Categories Analysis, Consumer

Constellation Brands’ Q2 results likely to benefit from strong beer sales

The company expects beer sales to increase 7-9% and operating income from that business to grow in double-digits in fiscal 2025

There has been a steady increase in demand for the popular beer brands of Constellation Brands, Inc. (NYSE: STZ) lately, including Modelo and Corona, driving revenue growth and boosting profitability. The trend is expected to have continued into the second quarter, and the results will be published on October 3, before markets open.

After hitting an all-time high in March this year, shares of the beverage giant retreated and have gone through a series of ups and downs since then. The stock has been maintaining an uptrend over the past month, reflecting positive investor sentiment in the runup to next week’s earnings. It has gained about 7% so far this year and looks on track to cross the $300 mark in the coming months. Considering STZ’s favorable valuation compared to its industry peers and the firm’s positive financial performance, it would be prudent to add it to the watchlist.

Estimates

When the company reports August-quarter results, Wall Street will be looking for a net income of $4.09 per share, representing an 11% year-over-year increase. The consensus sales estimate for the second quarter is $2.9 billion, compared to $2.84 billion in the same period last year. Interestingly, Constellation Brands has delivered better-than-expected quarterly earnings consistently for over a year.

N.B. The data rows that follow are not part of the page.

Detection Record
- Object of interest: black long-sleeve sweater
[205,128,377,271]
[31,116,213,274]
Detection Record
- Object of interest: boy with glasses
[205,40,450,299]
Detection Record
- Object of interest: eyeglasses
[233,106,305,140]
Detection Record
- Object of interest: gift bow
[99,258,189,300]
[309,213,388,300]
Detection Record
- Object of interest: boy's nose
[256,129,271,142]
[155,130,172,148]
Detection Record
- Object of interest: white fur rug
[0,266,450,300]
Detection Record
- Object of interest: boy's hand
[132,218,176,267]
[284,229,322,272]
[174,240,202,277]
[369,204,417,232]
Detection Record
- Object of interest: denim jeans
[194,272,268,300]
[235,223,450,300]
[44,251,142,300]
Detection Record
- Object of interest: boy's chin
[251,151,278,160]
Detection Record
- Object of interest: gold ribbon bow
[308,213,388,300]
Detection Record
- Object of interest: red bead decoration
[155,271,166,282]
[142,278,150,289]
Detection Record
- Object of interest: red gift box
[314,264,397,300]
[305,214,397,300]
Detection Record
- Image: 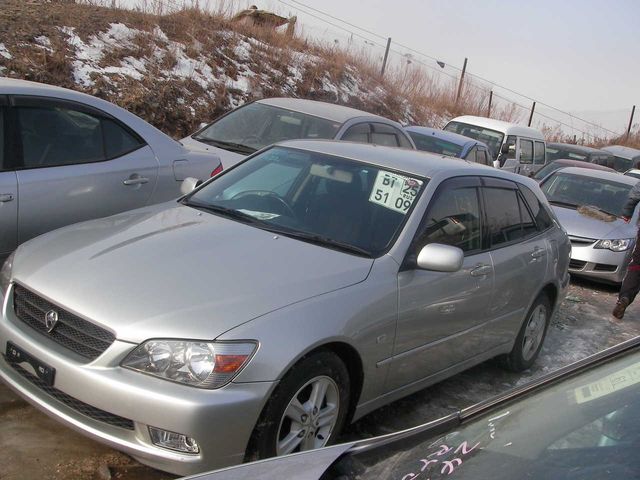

The company has a good track record of innovating the business with a focus on aligning the portfolio with changing customer preferences. Of late, there has been a steady increase in beer shipments, reflecting the shift in people’s consumption behavior. That, combined with higher pricing, translated into a surge in the company’s earnings in recent quarters. Healthy cash flows enable it to effectively deploy capital and execute growth initiatives like international expansion and acquisition of new businesses.

Top Brewer

The broad portfolio and powerful brands give Constellation a clear edge over other alcohol companies. Earlier this year, the company acquired California-based winery Sea Smoke as part of boosting its higher-end wine portfolio. The deal is significant considering the ongoing consumer-led premiumization trends through its higher-end wine and spirit brands. The company is working to advance the wine and spirits business over the coming years but sees a 9-11% drop in operating margin for that business in the current fiscal year.

From Constellation Brands’ Q1 2025 earnings call:

“The tactical investments in the 11 brands that represent 75% of net sales and over 80% of volumes for our wine and spirits business in fiscal ’24 are now underway. And, we expect to see improvements in the select group of our most scaled offerings over the remainder of the year, ultimately underpinning the relatively stable net sales outlook for that business in fiscal ’25. However, these incremental investments did have a near-term impact on the operating income, which declined 25% in the first quarter.”

Q1 Outcome

In the first three months of fiscal 2025, sales rose 6% annually to $2.6 billion and came in line with estimates. An 8% increase in beer sales more than offset weakness in wine and spirits sales. Net income more than doubled year-over-year to $877 million or $4.78 per share during the three months.

This week, Constellation Brands’ stock mostly traded above its long-term average, gaining momentum ahead of the earnings. It traded higher on Friday afternoon, after opening the session around $255.